Re: Because type is for datatype, there should not be a problem for XForms Basic

Hi John

I just wanted to comment on your view of structural validation.  
Whether or not a structural error is fixable by a form user depends  
rather on how an author has built a form and intends it to be used.  
XForms that are less rigidly structured, more akin to editors often  
do allow the user to make more structural decisions, and  
"interactive" schema validation can be very useful to a form user as  
applications like the Oxygen XML editor demonstrate.

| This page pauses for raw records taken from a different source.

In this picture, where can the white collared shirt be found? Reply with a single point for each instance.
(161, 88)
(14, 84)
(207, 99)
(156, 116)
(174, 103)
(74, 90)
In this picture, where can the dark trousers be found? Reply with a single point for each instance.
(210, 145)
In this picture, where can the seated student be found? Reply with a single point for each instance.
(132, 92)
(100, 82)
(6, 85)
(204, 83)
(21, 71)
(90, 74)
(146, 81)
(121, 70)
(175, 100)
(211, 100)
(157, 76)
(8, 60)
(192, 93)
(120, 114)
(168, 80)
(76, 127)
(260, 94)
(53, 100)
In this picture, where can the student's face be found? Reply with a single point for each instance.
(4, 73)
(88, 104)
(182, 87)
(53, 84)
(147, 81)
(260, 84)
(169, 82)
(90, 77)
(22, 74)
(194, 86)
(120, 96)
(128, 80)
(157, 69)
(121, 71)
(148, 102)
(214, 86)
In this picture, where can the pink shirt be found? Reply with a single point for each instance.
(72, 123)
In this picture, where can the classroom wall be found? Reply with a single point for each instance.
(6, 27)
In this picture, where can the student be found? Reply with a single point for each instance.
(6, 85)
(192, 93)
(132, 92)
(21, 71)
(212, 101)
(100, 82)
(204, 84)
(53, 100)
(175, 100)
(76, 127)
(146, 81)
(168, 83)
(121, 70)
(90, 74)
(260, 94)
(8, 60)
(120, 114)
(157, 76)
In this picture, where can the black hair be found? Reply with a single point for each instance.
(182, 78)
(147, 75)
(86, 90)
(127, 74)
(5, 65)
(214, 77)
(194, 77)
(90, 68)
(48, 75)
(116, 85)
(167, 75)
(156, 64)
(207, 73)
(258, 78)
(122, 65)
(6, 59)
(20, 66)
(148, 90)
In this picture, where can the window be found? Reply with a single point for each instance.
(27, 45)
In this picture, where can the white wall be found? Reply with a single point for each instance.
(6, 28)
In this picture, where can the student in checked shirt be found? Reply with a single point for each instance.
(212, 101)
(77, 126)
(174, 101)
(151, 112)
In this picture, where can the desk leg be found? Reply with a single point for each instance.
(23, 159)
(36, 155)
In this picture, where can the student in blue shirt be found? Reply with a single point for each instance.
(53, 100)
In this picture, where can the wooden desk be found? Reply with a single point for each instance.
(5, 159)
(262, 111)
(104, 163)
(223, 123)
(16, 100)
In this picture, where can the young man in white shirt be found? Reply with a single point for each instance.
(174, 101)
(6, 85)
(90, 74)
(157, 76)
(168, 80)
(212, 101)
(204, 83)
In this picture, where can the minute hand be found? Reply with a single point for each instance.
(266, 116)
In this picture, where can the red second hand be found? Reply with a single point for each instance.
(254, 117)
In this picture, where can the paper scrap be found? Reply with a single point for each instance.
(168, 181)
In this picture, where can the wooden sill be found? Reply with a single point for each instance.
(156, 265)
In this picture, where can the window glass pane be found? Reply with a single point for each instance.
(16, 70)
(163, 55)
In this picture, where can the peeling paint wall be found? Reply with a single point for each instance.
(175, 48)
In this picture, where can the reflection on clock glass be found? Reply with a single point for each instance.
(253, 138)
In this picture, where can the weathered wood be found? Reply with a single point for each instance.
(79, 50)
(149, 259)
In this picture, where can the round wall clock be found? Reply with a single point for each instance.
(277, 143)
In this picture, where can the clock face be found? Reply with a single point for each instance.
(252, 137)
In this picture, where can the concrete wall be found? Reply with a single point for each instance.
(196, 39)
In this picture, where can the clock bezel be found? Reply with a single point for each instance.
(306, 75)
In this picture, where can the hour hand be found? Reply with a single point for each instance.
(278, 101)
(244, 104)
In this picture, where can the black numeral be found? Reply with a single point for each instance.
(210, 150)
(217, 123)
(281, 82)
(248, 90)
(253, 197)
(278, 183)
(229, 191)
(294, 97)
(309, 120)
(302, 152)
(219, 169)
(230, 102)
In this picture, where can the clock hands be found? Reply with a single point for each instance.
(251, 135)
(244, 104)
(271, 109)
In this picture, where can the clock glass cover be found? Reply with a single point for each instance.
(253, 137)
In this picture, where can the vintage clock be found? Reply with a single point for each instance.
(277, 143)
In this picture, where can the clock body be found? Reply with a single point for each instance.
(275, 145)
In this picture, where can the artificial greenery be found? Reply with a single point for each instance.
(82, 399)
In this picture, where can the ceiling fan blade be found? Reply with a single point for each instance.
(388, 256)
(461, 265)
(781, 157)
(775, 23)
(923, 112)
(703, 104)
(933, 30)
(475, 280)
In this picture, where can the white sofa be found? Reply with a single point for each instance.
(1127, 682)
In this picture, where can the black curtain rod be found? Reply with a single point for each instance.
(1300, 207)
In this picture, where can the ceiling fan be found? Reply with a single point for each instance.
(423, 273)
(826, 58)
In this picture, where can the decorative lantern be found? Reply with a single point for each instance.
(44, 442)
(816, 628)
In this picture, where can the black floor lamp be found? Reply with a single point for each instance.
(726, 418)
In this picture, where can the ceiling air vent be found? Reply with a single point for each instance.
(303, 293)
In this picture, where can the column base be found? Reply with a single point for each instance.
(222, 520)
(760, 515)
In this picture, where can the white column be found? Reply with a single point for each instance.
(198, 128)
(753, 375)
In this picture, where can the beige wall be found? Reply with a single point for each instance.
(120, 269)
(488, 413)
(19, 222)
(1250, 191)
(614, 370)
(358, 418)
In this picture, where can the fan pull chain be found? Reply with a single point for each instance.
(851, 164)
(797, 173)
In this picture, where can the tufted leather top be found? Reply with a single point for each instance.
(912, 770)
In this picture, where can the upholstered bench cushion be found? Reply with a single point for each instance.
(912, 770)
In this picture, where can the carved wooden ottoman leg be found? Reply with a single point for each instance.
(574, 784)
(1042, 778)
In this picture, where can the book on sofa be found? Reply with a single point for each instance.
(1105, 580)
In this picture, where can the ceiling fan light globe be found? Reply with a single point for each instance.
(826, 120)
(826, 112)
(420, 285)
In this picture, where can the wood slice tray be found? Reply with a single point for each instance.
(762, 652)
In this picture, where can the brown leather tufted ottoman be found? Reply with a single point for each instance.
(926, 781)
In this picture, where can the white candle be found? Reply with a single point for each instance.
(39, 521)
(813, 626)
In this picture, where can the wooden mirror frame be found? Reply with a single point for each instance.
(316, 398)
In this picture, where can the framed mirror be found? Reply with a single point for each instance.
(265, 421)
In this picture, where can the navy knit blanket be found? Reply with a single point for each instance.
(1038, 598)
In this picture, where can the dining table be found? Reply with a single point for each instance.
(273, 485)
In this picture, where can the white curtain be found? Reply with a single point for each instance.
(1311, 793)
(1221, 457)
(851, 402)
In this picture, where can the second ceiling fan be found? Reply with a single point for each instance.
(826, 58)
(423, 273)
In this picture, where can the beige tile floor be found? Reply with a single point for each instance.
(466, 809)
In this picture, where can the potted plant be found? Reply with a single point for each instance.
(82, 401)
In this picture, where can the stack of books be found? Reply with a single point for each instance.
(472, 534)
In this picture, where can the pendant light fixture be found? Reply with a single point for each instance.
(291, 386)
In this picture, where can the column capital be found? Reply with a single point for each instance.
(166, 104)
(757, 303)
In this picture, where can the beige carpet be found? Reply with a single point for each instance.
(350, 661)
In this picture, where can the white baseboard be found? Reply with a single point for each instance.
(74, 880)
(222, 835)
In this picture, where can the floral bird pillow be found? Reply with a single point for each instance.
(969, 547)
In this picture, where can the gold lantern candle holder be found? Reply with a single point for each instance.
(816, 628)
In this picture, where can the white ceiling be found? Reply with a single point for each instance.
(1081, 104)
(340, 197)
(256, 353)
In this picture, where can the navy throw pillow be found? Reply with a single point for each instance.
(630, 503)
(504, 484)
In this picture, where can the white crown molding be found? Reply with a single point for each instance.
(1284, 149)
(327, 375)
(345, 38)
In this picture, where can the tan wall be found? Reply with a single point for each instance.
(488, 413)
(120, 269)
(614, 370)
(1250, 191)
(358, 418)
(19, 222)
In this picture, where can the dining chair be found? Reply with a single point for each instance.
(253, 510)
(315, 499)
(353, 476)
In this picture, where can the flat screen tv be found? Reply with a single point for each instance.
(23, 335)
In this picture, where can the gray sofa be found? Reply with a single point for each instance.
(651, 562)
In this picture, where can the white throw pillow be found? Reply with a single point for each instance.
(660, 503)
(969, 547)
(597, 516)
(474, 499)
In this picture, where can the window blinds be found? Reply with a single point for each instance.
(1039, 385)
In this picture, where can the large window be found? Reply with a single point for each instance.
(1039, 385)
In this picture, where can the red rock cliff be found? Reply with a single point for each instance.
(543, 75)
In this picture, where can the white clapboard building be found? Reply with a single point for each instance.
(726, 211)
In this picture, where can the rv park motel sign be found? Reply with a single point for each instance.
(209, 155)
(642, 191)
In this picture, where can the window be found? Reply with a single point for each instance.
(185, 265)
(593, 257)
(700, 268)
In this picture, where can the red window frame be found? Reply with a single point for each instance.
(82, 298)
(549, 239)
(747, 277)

Even with more structured forms I have often found myself wanting to  
know and/or indicate to a user whether a structure is valid whilst a  
form is being used. This often relates to choices, or iterations of  
repeating structures/elements which are both cases where a user can  
often influence structural validity.

So whilst I agree that many forms can get by without structural  
validation until submission, I do think that structural validation  
can be a useful as part of the working of forms. It is really down to  
the intent of the form author.

Consequently, as a form author, I find XForms concentration on  
validation of values over validation of structure something of a  
limitation that I hope will disappear in the future.


> The *first* thing the spec says is that type assigns a schema  
> datatype.  This makes a ton of sense because the client-side needs  
> input validation; structural validation we get because we build  
> XForms with stock components like a schema engine.  Most structural  
> errors would not be fixable by the client-side end-user.